I'll say that I understand your concern - the several times we've visited, we've noticed more...Americanisms, I guess, and I don't just mean speech patterns, but giant Ford Explorers and Jeeps crowding the narrow roads, people walking less, seeing more and more product for sale there that we can get here, more people giving me the single middle finger than the usual up-yours reversed peace sign, and all the commercial development and consumerism...it all felt very...American.
I personally, just in a very general "freedom of movement" sense, hate the idea of borders. I don't mean that politically, I mean that as something beyond mere petty politics.
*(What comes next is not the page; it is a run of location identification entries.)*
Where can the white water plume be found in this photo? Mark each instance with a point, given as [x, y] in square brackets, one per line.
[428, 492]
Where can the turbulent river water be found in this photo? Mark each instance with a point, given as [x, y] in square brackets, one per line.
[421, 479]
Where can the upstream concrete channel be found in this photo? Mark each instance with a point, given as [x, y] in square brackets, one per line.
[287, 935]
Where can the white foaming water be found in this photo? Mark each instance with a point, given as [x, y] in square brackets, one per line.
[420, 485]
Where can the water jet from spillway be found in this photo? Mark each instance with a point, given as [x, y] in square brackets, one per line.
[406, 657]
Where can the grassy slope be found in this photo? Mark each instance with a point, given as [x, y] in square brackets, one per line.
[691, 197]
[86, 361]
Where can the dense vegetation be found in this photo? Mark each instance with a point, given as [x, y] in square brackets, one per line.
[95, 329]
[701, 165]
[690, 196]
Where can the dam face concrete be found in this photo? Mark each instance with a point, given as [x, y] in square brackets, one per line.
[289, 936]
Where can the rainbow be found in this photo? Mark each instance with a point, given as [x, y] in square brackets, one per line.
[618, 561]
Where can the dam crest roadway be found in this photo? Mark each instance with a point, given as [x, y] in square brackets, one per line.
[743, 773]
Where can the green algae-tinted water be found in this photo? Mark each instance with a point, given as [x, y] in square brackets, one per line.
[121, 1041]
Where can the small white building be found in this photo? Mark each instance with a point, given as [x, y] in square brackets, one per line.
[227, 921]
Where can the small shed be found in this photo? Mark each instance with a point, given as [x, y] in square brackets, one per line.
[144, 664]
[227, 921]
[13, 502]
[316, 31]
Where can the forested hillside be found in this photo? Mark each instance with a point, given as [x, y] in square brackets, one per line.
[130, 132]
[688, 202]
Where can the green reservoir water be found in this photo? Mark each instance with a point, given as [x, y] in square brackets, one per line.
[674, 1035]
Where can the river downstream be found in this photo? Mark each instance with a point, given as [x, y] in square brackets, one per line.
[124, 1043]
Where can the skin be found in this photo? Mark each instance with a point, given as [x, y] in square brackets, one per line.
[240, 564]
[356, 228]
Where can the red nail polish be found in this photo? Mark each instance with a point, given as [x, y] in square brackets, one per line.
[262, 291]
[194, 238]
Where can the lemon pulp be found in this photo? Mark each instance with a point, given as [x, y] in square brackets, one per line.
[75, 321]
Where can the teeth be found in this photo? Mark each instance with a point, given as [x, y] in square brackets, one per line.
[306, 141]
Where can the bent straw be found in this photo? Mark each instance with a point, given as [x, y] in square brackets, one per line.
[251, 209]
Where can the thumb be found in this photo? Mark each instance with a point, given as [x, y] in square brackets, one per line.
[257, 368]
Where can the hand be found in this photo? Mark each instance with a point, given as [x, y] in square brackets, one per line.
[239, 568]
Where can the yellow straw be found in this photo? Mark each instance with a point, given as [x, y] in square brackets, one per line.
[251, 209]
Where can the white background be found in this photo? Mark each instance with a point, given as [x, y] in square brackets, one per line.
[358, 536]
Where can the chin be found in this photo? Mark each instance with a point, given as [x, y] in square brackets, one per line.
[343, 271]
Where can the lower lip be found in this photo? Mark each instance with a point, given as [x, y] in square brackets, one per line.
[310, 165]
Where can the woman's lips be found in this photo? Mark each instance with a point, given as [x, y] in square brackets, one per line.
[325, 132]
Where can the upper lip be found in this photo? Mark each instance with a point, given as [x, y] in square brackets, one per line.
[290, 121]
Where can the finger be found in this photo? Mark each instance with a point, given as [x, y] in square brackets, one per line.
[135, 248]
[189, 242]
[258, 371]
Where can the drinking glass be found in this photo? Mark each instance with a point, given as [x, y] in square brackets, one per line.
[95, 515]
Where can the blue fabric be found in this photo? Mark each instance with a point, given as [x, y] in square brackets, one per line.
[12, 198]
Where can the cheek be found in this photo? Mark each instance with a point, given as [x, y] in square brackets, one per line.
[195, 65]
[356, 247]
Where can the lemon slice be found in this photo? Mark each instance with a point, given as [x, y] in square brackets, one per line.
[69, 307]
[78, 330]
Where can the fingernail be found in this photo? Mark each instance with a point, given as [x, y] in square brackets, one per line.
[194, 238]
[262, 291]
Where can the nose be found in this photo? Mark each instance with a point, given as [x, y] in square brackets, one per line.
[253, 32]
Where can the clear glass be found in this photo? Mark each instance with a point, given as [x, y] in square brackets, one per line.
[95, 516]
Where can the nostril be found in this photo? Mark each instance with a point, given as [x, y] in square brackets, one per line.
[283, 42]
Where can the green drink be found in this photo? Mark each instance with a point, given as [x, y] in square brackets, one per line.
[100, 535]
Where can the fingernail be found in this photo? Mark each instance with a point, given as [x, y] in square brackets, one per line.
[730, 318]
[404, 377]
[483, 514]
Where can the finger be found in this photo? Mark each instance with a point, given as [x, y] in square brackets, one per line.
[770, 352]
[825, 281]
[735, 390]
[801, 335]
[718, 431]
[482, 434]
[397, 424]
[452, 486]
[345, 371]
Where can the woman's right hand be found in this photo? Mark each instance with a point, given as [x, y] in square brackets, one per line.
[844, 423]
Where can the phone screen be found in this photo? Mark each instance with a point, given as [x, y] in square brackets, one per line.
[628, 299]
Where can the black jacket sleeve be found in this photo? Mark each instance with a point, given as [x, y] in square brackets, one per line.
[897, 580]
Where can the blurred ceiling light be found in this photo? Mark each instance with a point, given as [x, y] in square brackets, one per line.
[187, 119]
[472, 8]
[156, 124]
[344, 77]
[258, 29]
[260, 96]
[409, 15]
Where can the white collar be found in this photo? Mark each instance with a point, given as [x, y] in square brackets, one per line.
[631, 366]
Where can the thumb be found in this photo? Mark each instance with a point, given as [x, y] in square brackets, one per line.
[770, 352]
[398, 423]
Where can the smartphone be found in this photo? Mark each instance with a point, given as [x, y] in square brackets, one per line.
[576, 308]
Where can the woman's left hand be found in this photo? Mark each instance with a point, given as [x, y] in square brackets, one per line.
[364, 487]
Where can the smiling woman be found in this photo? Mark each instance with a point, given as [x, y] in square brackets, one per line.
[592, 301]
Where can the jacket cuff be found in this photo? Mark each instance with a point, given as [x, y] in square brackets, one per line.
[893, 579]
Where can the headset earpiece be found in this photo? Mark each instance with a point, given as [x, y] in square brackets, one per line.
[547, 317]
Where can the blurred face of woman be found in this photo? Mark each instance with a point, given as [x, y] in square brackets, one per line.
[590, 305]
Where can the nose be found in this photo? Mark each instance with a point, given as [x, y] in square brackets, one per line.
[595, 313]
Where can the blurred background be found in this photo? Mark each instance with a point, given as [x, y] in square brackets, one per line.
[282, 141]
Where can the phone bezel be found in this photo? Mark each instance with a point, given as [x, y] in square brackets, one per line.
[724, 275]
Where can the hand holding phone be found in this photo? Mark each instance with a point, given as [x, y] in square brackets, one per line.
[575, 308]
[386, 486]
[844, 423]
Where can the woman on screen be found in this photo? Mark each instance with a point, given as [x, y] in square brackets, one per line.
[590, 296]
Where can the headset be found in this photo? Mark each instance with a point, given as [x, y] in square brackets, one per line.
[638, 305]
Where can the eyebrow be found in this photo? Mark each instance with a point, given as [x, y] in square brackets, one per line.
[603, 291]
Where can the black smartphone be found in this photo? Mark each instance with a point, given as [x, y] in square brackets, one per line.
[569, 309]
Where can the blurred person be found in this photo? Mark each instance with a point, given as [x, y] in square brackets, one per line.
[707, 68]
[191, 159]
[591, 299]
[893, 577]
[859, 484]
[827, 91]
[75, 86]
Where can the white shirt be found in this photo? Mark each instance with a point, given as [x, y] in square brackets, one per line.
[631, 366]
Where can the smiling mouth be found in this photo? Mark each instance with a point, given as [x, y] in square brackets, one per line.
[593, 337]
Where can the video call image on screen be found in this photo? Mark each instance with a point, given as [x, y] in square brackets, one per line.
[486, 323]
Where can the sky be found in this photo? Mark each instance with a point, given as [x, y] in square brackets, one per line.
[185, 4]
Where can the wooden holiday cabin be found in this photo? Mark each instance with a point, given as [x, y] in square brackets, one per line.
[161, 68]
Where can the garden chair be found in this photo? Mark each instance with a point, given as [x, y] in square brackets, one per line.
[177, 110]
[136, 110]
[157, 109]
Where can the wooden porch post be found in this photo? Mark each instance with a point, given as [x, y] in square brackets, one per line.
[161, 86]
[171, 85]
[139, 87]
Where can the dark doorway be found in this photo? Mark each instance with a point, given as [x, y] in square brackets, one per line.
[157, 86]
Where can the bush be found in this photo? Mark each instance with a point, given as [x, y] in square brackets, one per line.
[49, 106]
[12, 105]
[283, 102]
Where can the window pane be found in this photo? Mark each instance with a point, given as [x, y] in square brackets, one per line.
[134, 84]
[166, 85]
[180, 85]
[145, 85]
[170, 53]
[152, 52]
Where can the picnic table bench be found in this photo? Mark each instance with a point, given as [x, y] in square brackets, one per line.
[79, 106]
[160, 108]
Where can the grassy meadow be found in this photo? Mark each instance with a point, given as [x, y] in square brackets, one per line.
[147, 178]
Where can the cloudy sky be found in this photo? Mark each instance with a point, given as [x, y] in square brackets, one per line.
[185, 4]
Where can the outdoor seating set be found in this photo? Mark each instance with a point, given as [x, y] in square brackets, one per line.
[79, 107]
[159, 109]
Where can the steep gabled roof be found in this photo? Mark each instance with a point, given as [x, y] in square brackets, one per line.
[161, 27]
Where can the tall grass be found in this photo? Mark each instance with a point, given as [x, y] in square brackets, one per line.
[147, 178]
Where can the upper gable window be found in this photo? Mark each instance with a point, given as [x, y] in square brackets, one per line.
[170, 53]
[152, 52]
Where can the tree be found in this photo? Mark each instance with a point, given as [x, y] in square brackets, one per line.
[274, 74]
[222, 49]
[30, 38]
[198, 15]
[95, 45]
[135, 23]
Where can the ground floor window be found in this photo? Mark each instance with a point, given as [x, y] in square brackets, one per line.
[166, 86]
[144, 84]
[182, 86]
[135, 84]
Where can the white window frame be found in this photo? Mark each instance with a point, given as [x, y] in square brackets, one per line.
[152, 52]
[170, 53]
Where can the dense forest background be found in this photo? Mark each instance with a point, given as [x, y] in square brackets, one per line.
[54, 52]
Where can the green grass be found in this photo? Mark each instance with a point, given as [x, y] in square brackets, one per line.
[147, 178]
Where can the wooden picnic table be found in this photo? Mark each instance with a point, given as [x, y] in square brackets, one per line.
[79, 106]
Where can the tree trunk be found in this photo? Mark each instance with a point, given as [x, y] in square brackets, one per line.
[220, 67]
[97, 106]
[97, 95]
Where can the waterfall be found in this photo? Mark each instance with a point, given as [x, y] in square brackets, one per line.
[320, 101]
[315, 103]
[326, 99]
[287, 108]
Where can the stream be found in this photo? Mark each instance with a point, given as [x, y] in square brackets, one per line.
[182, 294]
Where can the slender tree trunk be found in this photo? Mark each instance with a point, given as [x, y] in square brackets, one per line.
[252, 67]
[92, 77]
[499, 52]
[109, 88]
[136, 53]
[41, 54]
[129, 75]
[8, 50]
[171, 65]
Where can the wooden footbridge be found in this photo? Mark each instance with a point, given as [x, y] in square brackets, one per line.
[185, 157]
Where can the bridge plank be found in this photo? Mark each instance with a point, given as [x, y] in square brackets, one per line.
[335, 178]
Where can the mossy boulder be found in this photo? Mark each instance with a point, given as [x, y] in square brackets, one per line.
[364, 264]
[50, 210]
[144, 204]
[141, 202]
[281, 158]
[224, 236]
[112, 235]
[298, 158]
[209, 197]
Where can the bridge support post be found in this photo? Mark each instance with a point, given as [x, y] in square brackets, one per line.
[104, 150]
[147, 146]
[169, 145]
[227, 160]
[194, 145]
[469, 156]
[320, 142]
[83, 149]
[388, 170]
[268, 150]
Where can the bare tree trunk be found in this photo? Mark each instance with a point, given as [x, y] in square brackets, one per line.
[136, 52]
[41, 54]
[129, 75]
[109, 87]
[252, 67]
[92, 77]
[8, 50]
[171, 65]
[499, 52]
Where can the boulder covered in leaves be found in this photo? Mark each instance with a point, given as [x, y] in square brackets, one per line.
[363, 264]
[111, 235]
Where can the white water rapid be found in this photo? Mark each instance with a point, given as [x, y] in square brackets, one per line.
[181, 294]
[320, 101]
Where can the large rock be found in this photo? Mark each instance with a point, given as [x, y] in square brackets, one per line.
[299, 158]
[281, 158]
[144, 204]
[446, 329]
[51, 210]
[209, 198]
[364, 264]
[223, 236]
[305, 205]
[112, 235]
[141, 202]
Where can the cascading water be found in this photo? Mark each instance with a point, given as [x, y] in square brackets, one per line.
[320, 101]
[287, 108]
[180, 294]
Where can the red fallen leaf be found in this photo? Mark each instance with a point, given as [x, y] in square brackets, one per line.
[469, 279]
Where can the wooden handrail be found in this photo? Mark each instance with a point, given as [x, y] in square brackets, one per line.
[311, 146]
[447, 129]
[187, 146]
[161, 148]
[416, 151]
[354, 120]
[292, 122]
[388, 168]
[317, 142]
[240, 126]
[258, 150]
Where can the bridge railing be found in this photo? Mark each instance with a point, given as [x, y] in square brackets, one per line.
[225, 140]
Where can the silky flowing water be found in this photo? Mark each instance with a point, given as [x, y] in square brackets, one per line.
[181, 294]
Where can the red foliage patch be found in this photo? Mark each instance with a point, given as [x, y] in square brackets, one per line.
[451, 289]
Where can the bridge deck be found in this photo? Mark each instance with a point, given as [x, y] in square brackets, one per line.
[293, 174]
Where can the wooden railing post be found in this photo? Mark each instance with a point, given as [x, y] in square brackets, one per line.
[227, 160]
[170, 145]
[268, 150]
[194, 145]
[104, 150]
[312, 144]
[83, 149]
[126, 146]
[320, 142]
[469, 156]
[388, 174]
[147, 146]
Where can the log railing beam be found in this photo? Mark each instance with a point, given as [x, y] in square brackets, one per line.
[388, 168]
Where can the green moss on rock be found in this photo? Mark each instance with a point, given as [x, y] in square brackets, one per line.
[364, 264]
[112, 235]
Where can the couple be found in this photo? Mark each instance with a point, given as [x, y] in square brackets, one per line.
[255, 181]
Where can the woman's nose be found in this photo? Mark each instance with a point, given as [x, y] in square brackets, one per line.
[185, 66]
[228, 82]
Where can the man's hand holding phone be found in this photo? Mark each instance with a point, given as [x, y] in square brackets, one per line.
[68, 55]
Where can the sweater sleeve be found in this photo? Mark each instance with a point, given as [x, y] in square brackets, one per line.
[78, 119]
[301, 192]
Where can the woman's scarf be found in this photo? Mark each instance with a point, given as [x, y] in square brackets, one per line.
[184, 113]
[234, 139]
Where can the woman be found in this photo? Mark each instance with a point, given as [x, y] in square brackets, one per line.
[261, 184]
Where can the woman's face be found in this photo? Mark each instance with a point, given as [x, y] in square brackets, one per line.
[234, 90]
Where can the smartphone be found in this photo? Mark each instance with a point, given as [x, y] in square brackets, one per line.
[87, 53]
The idea that just due to my happenstance of birth, that I'm tied to live and die in, except through much difficulty on my part, one country, whose borders I didn't help define nor ask to be a part of, is ridiculous.
Don't get me wrong, I won the birth lottery by ending up a white man in the US, but I'm one of those weirdos who just feels out of place, and I'd sure like it if I could just phone up Waitrose and say, "Hey, I like grocery stores, you're a grocery store, how 'bout giving me a job?"
The EU gave me hope that the planet was heading in that direction, and that maybe in a hundred years, folks could travel from here to there and back again without worrying about passports and waking up one morning and saying, "I'd sure like to shear sheep in Wales for a few years," wouldn't be a crazy, (nearly) undoable desire.
I'm just a hopeless dreamer, though. Head in the clouds, that's me. Sure does feel like we're all taking a couple of steps back, though.